Buglio in monte – La Transumanza

L’Alpe Scermendone è uno dei più bei balconi panoramici dell’intera Valtellina,

oltre ad essere uno dei luoghi più cari agli abitanti di Buglio in Monte. In località

Scermendone, a oltre 2100 metri di quota, è infatti presente la chiesetta di San Quirico,

dove la seconda domenica di luglio si svolge la festa di San Cères che richiama molti

bugliesi ed escursionisti. E’ evidente che questo sia un luogo particolare: una chiesetta

molto antica situata su una dorsale alpina a oltre 2000 metri non è cosa da tutti i giorni,

soprattutto se a poche decine di metri vi si trova una sorgente ritenuta miracolosa. San

Quirico era forse un antico luogo di accoglienza dei viandanti, sicuramente un punto di

riferimento spirituale per i pellegrini e per i pastori che caricavano l’alpeggio. Già, perché

Scermendone è uno degli alpeggi più vasti di tutta la Valtellina e può ospitare addirittura

200 capi di bestiame; la transumanza in questo luogo è testimoniata da documenti risalenti al

1300, quindi tradizione molto antica.
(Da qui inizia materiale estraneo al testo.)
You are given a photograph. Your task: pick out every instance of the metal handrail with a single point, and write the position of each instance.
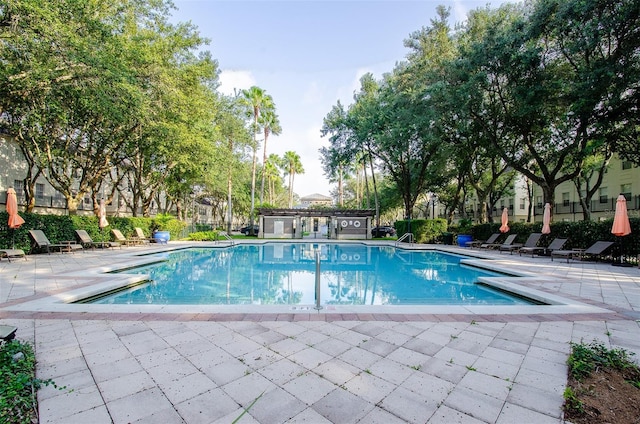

Ancora oggi a Buglio in Monte, la transumanza è una

festa popolare molto sentita; non si tratta però della “ricostruzione” di una tradizione perduta,

ma di una vera e propria ritualità conservata nei secoli. Ogni anno le bestie vengono

agghindate a festa e attraversano il centro del paese all’inizio dell’estate prima di salire

all’alpeggio, o in autunno alla fine della stagione all’Alpe, coinvolgendo la popolazione

in un momento di grande convivialità.